İste peykânın gönül hecrinde şevkum sâkin it 
Susuzam bir kez bu sahrâda menüm-çün ara su 

(Gönül! Onun ok temrenine benzeyen kirpiklerini iste 
ve onun ayrılığında duyduğum hararetimi yatıştır, 
söndür. Susuzum bu defa da benim için su ara.) 

Men lebün müştâkıyam zühhâd kevser tâlibi 
Nitekim meste mey içmek hoş gelür hûş-yâra su 

(Nasıl sarhoşa şarap içmek, aklı başında olana da su 
içmek hoş geliyorsa, ben senin dudağını özlüyorum, 
sofular da kevser istiyorlar.) 

Ravza-i kûyuna her dem durmayup eyler güzâr 
Âşık olmış galibâ ol serv-i hoş-reftâra su 

(Su, her zaman senin Cennet misâli mahallenin 
bahçesine doğru akar. Galiba o hoş yürüyüşlü, hoş 
salınışlı; serviyi andıran sevgiliye aşık olmuş.) 
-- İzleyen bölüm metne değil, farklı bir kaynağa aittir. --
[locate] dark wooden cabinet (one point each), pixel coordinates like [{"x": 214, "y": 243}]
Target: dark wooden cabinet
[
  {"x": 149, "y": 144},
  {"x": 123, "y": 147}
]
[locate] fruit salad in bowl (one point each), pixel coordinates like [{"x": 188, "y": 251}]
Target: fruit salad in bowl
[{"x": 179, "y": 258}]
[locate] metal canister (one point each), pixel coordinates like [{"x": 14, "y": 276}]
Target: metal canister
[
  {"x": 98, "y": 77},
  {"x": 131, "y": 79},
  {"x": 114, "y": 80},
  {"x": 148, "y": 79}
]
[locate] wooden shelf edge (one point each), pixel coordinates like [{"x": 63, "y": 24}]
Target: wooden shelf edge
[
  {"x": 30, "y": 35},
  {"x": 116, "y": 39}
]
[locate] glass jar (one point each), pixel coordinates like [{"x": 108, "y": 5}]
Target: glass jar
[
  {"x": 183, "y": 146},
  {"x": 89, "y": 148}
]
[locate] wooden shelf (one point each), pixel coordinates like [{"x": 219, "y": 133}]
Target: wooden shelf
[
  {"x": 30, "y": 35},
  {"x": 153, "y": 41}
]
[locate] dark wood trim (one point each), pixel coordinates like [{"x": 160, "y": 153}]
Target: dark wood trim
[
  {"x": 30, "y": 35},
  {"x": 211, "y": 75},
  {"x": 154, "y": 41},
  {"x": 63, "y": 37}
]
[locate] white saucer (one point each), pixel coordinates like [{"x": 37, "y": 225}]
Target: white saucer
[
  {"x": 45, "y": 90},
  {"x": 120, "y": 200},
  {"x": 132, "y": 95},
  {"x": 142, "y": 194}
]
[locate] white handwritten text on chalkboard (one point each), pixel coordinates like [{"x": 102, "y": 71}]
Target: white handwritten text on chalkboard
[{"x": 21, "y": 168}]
Su yolın ol kûydan toprağ olup dutsam gerek 
Çün rakîbümdür dahı ol kûya koyman vara su 

(Topraktan bir set olup su yolunu o mahalleden 
kesmeliyim, çünkü su benim rakibimdir, onu o yere 
bırakamam.) 

Dest-bûsı ârzûsıyla ger ölsem dostlar 
Kûze eylen toprağum sunun anunla yâra su 

(Dostlarım! Şayet onun elini öpme arzusuyla ölürsem, 
öldükten sonra toprağımı testi yapın ve onunla 
sevgiliye su sunun.) 

Serv ser-keşlük kılur kumrî niyâzından meger 
Dâmenin duta ayağına düşe yalvara su 

(Servi kumrunun yalvarmasından dolayı dikbaşlılık 
ediyor. Onu ancak suyun eteğini tutup ayağına düşmesi 
(yalvarıp aracı olması bu dikbaşlılığından) 
kurtarabilir.) 

İçmek ister bülbülün kanın meger bir reng ile 
Gül budağınun mizâcına gire kurtara su 

(Gül fidanı bir hile ile (meşhur gül ve bülbül 
efsanesindeki gibi yine) bülbülün kanını içmek 
istiyor; bunu engelleyebilmek için suyun gül 
dallarının damarlarına girerek gül ağacının mizacını 
değiştirmesi gerekir.) 

Tıynet-i pâkini rûşen kılmış ehl-i âleme 
İktidâ kılmış târîk-i Ahmed-i Muhtâr'a su 

(Su Hz. Muhammed'in (s.a.v) yoluna uymuş (ve bu hâli 
ile) dünya halkına temiz yaratılışını açıkça 
göstermiştir.) 

Seyyid-i nev-i beşer deryâ-ı dürr-i ıstıfâ 
Kim sepüpdür mucizâtı âteş-i eşrâra su 

(İnsanların efendisi, seçme inci denizi (olan Hz. 
Muhammed'in s.a.v) mucizeleri kötülerin ateşine su 
serpmiştir.) 

Kılmağ içün tâze gül-zârı nübüvvet revnakın 
Mu'cizinden eylemiş izhâr seng-i hâra su 

(Katı taş, Peygamberlik gül bahçesinin parlaklığını 
tazelemek için (ve onun) mucizesinden dolayı su 
meydana çıkarmıştır.) 

Mu'cizi bir bahr-ı bî-pâyân imiş âlemde kim 
Yetmiş andan min min âteş-hâne-i küffara su 

(Hz. Peygamberimiz'in mûcizeleri dünyada uçsuz 
bucaksız bir deniz gibi imiş ki, ondan (o 
mucizelerden), ateşe tapan kâfirlerin binlerce 
mâbedine su ulaşmış ve onları söndürmüştür.) 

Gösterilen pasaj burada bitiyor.